Add the egg yolks, one at a time, beat well after each addition. Be sure to scrape the sides and bottom of the bowl as needed.
Beat in the ground vanilla beans and Bourbon.
Add the flour mixture and yogurt in 3 and 2 additions, respectively, alternating between the 2 and beginning and ending with the flour mixture. Mix on low speed.
Switch to using a spatula by hand.
Whip the egg whites to hold stiff peaks. Place a dollop of the egg whites into the cake batter and mix it in to loosen it.

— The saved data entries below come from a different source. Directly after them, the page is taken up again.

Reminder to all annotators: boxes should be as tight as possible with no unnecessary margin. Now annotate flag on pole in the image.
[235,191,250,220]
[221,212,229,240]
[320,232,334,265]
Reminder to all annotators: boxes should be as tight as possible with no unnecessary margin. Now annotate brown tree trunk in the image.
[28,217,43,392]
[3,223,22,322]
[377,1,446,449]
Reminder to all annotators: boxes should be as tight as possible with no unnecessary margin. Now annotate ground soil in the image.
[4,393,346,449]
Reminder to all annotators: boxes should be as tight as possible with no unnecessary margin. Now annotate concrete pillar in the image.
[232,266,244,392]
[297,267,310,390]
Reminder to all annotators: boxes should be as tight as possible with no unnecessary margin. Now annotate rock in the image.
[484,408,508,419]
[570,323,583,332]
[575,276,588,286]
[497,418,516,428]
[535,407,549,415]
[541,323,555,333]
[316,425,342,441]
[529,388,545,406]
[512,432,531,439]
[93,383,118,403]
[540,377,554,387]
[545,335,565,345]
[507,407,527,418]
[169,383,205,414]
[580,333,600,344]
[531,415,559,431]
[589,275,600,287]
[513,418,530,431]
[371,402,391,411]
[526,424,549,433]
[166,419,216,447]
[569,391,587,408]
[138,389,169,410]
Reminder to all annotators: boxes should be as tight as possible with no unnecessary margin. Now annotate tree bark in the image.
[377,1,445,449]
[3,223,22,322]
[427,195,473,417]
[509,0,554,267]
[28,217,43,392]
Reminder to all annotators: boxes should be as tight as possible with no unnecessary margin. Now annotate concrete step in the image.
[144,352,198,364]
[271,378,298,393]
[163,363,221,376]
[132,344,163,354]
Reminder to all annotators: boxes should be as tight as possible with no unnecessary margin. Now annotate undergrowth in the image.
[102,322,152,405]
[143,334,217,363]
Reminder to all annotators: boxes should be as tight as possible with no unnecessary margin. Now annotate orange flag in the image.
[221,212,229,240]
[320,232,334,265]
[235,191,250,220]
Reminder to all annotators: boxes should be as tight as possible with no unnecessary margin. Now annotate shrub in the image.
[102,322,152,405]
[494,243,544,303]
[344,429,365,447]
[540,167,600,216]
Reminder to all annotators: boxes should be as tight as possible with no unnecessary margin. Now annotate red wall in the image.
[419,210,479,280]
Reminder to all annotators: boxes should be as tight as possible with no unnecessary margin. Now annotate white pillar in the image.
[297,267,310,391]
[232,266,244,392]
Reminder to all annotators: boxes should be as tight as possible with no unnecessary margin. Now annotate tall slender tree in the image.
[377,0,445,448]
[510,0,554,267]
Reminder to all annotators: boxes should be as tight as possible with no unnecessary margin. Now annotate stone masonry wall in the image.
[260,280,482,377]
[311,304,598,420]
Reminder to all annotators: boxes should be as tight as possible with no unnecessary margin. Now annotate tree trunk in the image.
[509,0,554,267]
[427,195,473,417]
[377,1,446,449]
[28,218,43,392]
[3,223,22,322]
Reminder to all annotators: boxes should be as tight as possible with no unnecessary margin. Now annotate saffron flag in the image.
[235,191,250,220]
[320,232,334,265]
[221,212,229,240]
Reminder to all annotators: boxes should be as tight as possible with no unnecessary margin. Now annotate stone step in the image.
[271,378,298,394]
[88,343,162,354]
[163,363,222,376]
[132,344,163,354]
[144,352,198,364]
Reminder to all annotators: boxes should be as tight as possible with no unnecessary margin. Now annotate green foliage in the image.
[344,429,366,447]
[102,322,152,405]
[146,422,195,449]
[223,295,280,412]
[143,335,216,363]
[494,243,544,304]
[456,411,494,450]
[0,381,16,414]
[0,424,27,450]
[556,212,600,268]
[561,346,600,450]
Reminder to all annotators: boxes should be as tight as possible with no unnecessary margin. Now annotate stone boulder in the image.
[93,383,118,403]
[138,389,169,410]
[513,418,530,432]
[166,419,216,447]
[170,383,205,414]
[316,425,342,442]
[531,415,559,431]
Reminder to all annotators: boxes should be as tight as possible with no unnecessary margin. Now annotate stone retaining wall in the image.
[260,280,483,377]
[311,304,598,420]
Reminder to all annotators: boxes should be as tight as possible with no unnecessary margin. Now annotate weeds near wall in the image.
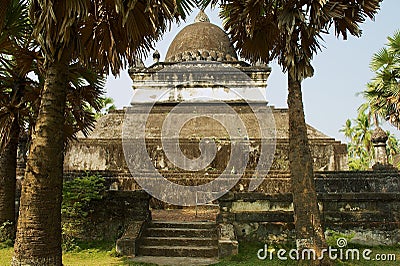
[0,221,14,246]
[62,174,106,251]
[326,229,355,247]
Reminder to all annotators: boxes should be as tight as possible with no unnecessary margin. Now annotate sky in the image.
[105,0,400,143]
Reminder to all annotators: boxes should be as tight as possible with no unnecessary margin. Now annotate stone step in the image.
[138,245,218,258]
[141,236,218,246]
[138,221,219,258]
[131,256,219,265]
[149,221,216,229]
[144,227,217,238]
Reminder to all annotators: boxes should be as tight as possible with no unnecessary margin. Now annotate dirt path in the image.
[151,206,219,222]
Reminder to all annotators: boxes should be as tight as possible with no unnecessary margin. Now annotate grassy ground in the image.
[0,241,127,266]
[0,246,13,266]
[62,242,124,266]
[214,242,400,266]
[0,241,398,266]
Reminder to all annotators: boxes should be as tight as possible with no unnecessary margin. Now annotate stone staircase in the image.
[138,221,219,258]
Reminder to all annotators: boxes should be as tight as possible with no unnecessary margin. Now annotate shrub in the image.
[62,174,106,251]
[0,221,14,245]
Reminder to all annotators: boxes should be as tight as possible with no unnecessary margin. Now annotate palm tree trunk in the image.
[0,0,11,33]
[12,60,68,265]
[287,73,329,265]
[0,117,19,241]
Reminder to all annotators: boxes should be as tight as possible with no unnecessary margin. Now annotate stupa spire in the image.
[195,10,210,23]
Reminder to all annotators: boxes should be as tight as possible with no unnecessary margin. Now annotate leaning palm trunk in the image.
[287,72,329,265]
[12,60,68,265]
[0,118,19,241]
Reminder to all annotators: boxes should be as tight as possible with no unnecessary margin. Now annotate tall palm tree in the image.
[0,67,38,241]
[12,1,196,264]
[0,0,35,241]
[386,131,400,164]
[0,0,106,243]
[0,61,105,243]
[340,108,374,170]
[364,30,400,129]
[340,119,355,139]
[341,106,400,170]
[203,0,380,263]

Then fold the remaining egg whites into the batter, being careful to not overly deflate the egg whites.
Scrape the batter into the prepared pan and smooth the top even.
Bake for 10 minutes, and then reduce the heat to 350 F. Mine took much longer than expected--bake another 30 minutes, and if it is still quite gooey, place foil loosely on top of the cake (that will prevent it getting too dark) and bake another 10 minutes. The cake is ready when a cake tester inserted into the center of the cake comes out clean or with only a few crumbs attached.
While the cake is baking, place the soaking syrup ingredients into a sauce pan. Bring the mixture to a boil, stirring occasionally. Once the sugar is dissolved, let it boil for 5 minutes. Then take it off the heat and set aside.
When the cake is done, take it out of the oven and place it on a cooling rack for 10 minutes.
After it has cooled for 10 minutes, poke holes all over the cake (not riddled with holes, maybe 3 inches apart?). Brush half of the syrup over the cake and into the holes.
Let the cake cool another 10 minutes. Brush the remaining syrup over the top and into the holes.
Let the cake cool completely before removing by the parchment paper and slicing.